Maps & Shotgun




Shotgun. Not the weapon. The seat. You know what I'm talking about. It's the coveted passenger position in the car, next to the driver. Children jockey and argue for the privilege of sitting there. We have had many different ways of justly determining who gets shotgun. Finger shoot-outs like "Rock, Paper Scissors", or "Odds and Evens" seem most fair but take up a lot of time. "First One to the Car" can get dangerous as siblings rocket out of the house to be the first one to touch the passenger door. "Rotation" is a viable option.

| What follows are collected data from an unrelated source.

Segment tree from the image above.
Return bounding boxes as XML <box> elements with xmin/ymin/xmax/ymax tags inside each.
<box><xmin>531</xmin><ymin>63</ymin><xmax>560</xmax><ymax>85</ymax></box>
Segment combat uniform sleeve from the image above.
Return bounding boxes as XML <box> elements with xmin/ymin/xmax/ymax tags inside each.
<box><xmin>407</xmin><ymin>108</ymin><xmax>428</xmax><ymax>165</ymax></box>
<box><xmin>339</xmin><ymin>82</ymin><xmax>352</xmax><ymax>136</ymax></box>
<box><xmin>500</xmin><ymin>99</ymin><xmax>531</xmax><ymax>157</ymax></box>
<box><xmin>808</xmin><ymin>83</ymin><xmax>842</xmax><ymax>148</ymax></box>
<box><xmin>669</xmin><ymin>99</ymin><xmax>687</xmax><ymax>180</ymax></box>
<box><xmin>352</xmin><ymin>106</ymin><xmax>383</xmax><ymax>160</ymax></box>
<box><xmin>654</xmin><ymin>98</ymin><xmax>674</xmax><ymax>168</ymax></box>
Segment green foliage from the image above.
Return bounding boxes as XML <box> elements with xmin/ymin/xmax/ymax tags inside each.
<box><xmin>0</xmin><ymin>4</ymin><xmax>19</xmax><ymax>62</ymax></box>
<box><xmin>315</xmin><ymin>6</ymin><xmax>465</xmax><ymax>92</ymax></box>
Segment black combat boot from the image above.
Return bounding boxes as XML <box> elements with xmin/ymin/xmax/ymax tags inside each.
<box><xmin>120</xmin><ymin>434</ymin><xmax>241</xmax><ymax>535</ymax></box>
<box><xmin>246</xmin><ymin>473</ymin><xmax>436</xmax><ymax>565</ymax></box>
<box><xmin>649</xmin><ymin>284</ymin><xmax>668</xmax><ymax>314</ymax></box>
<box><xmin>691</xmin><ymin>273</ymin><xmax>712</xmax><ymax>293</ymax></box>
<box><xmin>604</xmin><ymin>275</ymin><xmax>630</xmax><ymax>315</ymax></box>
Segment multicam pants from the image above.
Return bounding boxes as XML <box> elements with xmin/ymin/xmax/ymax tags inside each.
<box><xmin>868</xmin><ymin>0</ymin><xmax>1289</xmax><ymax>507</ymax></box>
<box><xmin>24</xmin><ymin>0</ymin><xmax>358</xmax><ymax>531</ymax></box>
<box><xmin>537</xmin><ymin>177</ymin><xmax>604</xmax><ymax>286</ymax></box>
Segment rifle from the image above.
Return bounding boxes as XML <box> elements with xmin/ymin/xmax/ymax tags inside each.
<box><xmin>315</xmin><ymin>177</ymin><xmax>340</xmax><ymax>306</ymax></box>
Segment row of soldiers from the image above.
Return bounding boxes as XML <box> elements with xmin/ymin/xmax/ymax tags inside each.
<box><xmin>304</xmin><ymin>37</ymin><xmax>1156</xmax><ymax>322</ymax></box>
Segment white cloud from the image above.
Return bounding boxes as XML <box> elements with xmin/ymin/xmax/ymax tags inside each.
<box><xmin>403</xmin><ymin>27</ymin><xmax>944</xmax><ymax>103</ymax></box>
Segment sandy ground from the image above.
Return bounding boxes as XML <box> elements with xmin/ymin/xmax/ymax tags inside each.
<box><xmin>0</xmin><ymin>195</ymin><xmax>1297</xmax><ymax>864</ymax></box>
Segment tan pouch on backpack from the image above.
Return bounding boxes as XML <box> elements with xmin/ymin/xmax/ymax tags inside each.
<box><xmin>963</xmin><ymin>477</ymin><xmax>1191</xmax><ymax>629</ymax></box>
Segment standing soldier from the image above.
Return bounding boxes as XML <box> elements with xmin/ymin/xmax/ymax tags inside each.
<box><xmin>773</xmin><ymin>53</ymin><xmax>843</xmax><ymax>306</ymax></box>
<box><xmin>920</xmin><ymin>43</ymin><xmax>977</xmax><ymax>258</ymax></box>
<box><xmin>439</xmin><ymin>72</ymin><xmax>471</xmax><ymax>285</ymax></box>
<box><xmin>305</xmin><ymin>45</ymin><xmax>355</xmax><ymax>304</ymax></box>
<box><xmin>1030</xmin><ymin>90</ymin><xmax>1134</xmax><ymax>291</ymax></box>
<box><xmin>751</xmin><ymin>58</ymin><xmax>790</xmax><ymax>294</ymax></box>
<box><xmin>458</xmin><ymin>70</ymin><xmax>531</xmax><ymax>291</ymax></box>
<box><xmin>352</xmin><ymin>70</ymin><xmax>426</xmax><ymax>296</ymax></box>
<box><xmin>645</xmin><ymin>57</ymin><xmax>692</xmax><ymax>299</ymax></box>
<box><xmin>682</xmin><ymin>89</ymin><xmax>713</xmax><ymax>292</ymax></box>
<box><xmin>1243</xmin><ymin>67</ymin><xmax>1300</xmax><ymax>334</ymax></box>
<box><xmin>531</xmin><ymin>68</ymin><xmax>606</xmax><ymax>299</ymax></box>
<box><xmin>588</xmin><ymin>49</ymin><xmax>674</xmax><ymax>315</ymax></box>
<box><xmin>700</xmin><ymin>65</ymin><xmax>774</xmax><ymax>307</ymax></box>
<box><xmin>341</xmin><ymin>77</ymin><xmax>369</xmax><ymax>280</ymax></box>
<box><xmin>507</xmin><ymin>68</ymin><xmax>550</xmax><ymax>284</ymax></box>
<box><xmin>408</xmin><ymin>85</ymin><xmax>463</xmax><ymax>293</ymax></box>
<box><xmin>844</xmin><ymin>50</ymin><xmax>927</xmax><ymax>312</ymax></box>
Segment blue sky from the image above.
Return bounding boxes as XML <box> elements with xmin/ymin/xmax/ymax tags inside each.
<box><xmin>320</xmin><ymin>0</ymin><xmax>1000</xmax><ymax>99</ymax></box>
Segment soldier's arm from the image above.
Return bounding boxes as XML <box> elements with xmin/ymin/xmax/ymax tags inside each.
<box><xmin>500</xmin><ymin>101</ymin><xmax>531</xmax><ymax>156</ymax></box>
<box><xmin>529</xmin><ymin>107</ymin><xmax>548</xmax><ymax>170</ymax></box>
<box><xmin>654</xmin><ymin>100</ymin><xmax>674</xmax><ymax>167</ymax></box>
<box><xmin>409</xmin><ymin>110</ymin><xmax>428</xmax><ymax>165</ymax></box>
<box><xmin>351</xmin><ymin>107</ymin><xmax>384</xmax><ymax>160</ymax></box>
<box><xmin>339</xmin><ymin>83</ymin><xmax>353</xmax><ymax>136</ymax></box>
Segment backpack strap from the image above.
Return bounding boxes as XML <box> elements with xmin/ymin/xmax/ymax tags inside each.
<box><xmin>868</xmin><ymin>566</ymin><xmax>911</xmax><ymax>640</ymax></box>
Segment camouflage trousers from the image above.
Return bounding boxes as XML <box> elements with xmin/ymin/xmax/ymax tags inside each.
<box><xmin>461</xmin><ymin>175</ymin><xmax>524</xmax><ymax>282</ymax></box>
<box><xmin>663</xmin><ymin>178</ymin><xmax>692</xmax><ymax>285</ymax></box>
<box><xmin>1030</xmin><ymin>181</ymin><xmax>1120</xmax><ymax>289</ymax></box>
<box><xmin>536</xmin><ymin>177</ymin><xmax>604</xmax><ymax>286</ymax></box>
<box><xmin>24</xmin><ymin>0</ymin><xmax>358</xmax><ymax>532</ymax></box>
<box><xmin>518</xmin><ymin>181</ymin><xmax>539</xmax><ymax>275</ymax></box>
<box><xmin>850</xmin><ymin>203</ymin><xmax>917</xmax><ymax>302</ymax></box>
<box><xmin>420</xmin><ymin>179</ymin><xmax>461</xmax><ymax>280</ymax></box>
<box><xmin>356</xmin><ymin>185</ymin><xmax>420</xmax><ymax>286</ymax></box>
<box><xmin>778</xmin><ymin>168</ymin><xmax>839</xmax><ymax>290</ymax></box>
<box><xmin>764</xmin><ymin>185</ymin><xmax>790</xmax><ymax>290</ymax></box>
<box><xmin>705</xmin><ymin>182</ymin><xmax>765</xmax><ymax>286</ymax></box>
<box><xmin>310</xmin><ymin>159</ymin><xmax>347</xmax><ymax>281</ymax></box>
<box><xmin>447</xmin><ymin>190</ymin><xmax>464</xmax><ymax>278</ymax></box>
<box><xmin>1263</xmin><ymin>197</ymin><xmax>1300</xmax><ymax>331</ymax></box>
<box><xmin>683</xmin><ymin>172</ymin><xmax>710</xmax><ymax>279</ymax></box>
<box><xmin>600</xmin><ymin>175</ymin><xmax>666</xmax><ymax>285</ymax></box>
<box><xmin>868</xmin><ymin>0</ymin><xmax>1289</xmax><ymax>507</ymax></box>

But it means keeping track.  And trading places each time we all get out and reload is a hassle because it's hard to remember who sat shotgun last. The race for the seat comes and goes. Sometimes no one wants shotgun at all. But, long road trips create the greatest tension and demand. (Please tell me our family is not the only one to deal with this.)

For me, it's common to have a son in shotgun.  Over the course of many years of road trips we developed a functional system. Steve drives, and I sit in back, managing spills, batteries, and books. It's not about being a subservient wife.  Sitting in the back has just plainly worked out to be more practical -- especially when the boys were little babies facing backward.  My backseat responsibilities have changed as we have grown out of tiny people in car seats into regular large-sized people with long legs.  Now, mostly I'm just another body sitting in the middle, between two iPod listeners -- because my legs are shorter than everybody except Lucas.  But, regardless of what develops in the back seat, in the front there has always been Steve, a son, and a map. 

Since they were very small, Steve has expected his sons to navigate. I remember four year old Andrew, sitting in his car seat, holding a huge Atlas, charting the course between Minneapolis and Chicago. Steve would keep one hand on the steering wheel, and lean back to point out the route, patiently showing the correlation between the abstract lines on the page and the world speeding by outside the window.

Later, Ty gained a passionate love of maps and traded into the role. Last month, on our last backpacking trip, he was the navigator with a topographic trail map. Thus, his  walkee-talkee code-name for that trip was "Scout." Over the years, each boy has taken the mapseat in shotgun next to Steve. Last summer, I had to laugh out loud when Andrew was driving and Isaac had the map seat. As we honed in on the last miles of a long trip to Illinois, they bickered like an old couple. It was a delight to sit in back, chuckling, with full confidence that they’d work it out and find our way.

They did work it out. We arrived at our destination because the boys know how to use a map. Steve has given them a love for knowing their course and direction --whether it is in a canoe on a river, on foot in the mountains, or in a car in the city. They enjoy seeing what water, terrain or exit we are about to encounter.  They value the map.

On trips over the years, the atlas has become rumpled, dog-eared and replaced many times over. My mind can quickly retrieve an image of any of the 4 boys sitting shotgun.  I can take that picture and morph it across our trips and navigation. Their growing sizes get larger and the map gets smaller in proportion. As they grow in the mapseat their hands get bigger, legs grow to touch to floor, and the seat skootches back. Heads progressively get higher until they sit above broad shoulders and tower above the head rest. Always growing, always traveling beside Steve, always with a map. 

I'm not as much of a map fan.  But I respect them.  Maps are dogmatic and unyielding. A map contains abstract truth about very concrete reality.  They are like human laws, or the Bible. They assume a true north. They allow us a satellite’s view, a bigger picture of common road blocks and natural barriers in our path. They help us see, “You can’t get there from here.” They show us when we’re lost. And sometimes make us feel more lost then we were before we got the map. They help us find our way back to where we got off track, and get us headed back toward our destination. 

That's my picture of fatherhood.  Steve has invited each of his sons to ride next to him in life. Over the miles of our family's ride together, he has chosen to talk a little and listen a lot. In the process, he has handed them the tools of journey. He has handed them the map.  It's  a Dad's job to explain what's happening outside the window, and what's up ahead.  He has to point to times when there is only a Dead End and quietly redirect when a chosen course goes amuck.   I have watched the very essence of Fatherhood happen because of the road atlas in the shotgun seat.  

We can't make our kids use the map.  We can't force them to choose the best course.  But, after a lot of miles of sticky seats and snacks, this I know for sure. Steve's sons have an understanding of life's True North, and the means to find their way.  He has given them a compass for literal asphalt highways, and the less visible path of faith.  And, they will all continue to grow beside him, until they step out on their own journeys and carry their own maps.  I'm confident, deep in their souls, even if they get really lost for a while and wander way off path, they'll always know how to find their life's true Way. 

And, for the record, when they all leave, I definitely get permanent dibs on shotgun. 


(The picture above is Ty.  Navigating Lost Creek Wilderness. 2009.)

1 comments:

Laura said...

i don't mean to gush, but holy cow, this is beautiful and powerful and must be in print somewhere soon. for real. really. really. awesome piece. inspiring and honoring to your husband, as well. i loved it. LOVED it.